Unoccupied spectrum, such as TV white spaces and the spectrum mobile networks don’t use in the Eastern Cape, could be used to benefit community-run networks, he said.
900MHz spectrum is of particular interest, as it can be used provide a wide coverage area.
Graphs from Rey-Moreno’s tests show that 1.4MHz of bandwidth assigned to Cell C between 949.3MHz and 950.7MHz has a low signal strength of between -90dBm and -80dBm.
Vodacom, MTN, and signals in Cell C’s other bandwidth assignment measured higher strengths of -60dBm to -10dBm. However, significant chunks registered at around -80dBm.
Vodacom and MTN said they are using the 900MHz band extensively, however.
“We use our full 900MHz spectrum ubiquitously, barring a few spots on the road such as where the road cuts through low or unpopulated, and mountainous areas,” said Vodacom.
In certain mountainous areas, terrain blocks the signal from servicing sites in the area.
“We provide 2G and 3G voice and data services on the 900MHz band on this stretch of road, as would commonly be the case throughout SA.”
MTN said it has refarmed the 900MHz frequency in this area to deploy 3G services (UMTS 900). This is in addition to the 2G/GSM layer in the area.
“Given traffic demand, site densification of layers will likely occur,” said MTN.
On the 1,800MHz test, Vodacom said it generally uses spectrum in this band to provide 4G voice and data services.
Prioritisation is given to populated areas, including small villages and towns.
“Vodacom still continues to deploy 4G on the 1,800MHz band to all sites,” it said.
This means as expansions take place, temporarily-unused spectrum becomes occupied.
“Bringing 4G to everywhere on the national roads forms part of this plan.”
In certain cases, Vodacom is still using the 1,800MHz band to provide 2G services where demand for such capacity exists.
“Due to its limited propagation characteristics, there may still be small gaps between base stations, especially along vast stretches of road where it may look like 1,800MHz spectrum is not fully used, but this is only a function of the frequency’s propagation.”
MTN echoed Vodacom’s explanation, saying it uses 1,800MHz spectrum as a capacity layer.
“In this environment, it is expected that coverage holes can be experienced due to the terrain.
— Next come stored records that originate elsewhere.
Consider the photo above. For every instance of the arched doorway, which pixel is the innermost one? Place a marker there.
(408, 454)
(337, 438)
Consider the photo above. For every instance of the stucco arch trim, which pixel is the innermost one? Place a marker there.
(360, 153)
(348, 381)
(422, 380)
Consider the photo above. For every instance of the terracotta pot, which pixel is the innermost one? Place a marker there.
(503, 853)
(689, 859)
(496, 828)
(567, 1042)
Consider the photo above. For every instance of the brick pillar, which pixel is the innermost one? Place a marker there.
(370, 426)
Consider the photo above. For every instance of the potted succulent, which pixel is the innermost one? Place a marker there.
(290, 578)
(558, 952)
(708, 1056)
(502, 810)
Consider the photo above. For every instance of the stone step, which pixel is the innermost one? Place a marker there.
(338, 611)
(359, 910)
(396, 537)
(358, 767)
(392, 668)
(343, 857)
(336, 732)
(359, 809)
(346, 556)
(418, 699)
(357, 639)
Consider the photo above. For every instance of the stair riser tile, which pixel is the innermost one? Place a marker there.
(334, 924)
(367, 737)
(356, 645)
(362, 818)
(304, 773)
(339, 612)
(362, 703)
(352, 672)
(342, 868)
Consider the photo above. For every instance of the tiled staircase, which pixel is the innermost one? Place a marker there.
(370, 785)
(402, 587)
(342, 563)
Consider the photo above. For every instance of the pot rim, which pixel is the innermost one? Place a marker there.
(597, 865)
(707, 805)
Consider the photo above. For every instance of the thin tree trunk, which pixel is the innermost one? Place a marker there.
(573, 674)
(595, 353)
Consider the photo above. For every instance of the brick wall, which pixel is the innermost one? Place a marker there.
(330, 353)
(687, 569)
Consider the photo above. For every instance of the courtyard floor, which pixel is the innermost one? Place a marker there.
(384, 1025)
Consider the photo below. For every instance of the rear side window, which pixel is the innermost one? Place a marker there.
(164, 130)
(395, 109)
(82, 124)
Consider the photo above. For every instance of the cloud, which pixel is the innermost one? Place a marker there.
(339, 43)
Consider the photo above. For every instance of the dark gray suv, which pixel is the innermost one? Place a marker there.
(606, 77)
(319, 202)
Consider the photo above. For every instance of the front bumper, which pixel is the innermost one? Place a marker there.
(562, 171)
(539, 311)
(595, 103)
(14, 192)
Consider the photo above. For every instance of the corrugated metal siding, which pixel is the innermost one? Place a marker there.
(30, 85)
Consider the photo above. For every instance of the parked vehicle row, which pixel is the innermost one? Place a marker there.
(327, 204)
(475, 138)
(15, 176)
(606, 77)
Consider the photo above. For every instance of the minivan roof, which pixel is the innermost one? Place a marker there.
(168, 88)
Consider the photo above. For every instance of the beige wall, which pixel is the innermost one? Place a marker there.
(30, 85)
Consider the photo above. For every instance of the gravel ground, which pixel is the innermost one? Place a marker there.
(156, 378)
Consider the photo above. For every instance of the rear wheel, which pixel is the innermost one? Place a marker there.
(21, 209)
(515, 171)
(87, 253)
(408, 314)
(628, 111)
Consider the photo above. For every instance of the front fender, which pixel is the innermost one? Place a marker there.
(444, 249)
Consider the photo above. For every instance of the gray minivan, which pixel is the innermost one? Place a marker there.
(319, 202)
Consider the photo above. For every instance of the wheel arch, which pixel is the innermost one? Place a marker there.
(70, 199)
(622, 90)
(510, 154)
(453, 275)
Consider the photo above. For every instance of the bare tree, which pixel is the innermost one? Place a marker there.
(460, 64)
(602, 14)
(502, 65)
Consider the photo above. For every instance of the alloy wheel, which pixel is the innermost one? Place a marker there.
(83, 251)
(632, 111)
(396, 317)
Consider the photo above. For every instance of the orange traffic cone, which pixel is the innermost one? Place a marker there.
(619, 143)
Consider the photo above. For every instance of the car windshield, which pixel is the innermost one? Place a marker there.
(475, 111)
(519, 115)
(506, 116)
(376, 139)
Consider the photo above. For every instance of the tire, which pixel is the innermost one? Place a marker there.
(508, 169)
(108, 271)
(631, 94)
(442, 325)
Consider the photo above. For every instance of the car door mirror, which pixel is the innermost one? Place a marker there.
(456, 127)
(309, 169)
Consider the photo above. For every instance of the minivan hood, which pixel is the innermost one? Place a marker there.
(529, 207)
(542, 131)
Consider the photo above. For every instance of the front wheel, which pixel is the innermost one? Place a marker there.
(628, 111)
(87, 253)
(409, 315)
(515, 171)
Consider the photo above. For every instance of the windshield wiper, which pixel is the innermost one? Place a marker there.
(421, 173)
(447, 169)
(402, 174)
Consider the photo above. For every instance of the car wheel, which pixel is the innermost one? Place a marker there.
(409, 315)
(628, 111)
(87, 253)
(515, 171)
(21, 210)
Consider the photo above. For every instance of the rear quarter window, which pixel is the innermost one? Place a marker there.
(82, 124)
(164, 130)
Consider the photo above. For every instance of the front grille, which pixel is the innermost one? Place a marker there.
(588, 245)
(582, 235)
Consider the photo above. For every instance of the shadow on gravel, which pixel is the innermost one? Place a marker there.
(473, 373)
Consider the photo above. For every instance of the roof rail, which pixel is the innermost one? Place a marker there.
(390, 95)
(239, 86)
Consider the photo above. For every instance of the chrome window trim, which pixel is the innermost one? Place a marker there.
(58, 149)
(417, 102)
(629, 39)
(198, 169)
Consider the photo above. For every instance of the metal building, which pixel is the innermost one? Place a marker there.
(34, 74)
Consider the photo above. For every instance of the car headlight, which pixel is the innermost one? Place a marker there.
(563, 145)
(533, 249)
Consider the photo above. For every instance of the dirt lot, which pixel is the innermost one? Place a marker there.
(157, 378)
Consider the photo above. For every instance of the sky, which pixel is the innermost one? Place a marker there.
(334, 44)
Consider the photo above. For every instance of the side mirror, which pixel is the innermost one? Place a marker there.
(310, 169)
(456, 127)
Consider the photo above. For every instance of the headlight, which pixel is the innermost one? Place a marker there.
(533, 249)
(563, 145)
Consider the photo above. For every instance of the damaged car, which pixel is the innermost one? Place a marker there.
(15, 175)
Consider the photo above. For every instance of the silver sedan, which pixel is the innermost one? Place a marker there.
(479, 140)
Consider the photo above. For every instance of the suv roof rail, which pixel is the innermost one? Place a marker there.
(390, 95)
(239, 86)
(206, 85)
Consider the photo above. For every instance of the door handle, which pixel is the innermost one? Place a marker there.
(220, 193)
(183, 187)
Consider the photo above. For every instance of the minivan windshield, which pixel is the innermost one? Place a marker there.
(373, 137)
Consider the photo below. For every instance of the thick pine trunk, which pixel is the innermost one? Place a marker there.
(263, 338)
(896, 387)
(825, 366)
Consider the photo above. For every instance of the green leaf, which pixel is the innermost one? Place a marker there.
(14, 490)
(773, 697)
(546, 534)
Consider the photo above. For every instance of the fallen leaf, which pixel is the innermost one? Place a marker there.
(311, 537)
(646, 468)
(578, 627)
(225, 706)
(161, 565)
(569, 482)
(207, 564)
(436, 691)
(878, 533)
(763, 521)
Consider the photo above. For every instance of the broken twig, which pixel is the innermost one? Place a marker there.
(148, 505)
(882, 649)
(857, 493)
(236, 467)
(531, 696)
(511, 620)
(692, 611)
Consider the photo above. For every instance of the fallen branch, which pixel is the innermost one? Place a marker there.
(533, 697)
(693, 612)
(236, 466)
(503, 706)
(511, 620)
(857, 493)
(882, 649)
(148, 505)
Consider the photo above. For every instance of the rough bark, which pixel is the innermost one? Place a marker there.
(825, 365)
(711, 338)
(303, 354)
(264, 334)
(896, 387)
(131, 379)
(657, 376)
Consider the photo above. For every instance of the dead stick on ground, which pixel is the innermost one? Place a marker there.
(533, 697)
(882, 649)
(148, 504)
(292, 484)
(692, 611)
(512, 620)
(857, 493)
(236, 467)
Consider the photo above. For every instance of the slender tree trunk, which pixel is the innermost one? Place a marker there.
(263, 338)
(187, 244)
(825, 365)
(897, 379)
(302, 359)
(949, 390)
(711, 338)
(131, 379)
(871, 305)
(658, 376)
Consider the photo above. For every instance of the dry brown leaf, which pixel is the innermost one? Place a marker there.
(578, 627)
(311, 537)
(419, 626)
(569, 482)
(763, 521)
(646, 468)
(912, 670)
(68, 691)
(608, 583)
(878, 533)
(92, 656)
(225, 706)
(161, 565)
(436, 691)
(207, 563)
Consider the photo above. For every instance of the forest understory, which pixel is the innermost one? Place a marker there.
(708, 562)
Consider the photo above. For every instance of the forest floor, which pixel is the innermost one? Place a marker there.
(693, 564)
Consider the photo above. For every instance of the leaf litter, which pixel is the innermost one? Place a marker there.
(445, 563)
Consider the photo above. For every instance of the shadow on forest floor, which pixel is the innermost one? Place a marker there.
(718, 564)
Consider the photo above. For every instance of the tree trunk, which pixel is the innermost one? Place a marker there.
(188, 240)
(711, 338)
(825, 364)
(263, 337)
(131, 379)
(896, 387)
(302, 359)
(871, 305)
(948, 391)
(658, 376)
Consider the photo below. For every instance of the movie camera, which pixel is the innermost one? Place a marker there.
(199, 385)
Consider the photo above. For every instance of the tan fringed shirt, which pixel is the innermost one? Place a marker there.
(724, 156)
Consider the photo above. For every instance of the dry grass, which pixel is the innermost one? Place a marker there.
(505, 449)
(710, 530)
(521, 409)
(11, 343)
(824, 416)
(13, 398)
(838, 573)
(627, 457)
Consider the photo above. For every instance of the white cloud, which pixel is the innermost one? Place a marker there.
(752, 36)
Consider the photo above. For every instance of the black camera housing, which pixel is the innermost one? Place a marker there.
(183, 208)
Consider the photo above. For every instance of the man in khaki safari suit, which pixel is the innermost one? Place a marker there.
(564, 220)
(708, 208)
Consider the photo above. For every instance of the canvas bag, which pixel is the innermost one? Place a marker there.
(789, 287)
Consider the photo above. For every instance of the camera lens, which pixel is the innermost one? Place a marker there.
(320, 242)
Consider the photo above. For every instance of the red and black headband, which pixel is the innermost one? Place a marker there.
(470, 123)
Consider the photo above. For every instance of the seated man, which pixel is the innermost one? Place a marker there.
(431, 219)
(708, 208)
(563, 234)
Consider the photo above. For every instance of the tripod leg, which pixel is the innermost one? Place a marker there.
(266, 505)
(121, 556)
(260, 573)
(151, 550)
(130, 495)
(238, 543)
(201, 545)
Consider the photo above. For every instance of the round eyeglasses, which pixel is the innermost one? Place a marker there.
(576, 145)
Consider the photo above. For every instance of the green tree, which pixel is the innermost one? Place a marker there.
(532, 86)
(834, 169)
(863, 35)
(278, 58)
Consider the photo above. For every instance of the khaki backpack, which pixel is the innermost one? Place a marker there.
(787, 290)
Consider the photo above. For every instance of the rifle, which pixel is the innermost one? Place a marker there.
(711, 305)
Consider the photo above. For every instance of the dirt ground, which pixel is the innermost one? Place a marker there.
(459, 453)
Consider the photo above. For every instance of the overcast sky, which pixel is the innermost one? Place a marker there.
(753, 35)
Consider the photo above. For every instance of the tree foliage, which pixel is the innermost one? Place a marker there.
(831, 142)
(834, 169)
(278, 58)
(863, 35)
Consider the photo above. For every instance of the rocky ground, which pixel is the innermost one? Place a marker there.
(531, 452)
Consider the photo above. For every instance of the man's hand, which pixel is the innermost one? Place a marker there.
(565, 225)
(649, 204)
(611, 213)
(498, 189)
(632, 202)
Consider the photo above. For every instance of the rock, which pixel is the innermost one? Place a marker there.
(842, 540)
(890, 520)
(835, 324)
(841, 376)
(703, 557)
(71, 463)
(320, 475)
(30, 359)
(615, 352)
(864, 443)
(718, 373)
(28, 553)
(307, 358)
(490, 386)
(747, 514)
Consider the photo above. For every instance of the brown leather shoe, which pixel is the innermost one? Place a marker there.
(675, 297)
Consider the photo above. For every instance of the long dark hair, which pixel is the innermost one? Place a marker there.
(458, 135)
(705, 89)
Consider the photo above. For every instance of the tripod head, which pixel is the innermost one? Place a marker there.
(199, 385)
This we manage and circumvent as the need arises.”
Share the spectrum
On whether it would be open to sharing spectrum, Vodacom said it is always willing to engage any party that can help spread connectivity.
However, it pays for spectrum licences issued by ICASA for national use – and their use is governed by ICASA.
“Vodacom’s intention remains to use its full 1,800MHz spectrum on all its existing sites. We continue to grow our broadband coverage, especially in rural and deep rural areas, where we need access to all our spectrum bands.”
Any potential sharing of spectrum resources would severely constrain its rollout programme and subsequent network coverage, said Vodacom.
MTN said networks deployed in bands earmarked for mobile services can’t be done in isolation of a plan for the larger area.
“Interference and optimisation are a significant factor to manage,” said MTN.
It said it is investigating low-cost mobile network solutions to serve low-density communities, where traditional models are too costly.
Cell C and Telkom
Cell C and Telkom did not comment about their spectrum usage in the area tested.
Telkom does not have a spectrum assignment in the 900MHz band.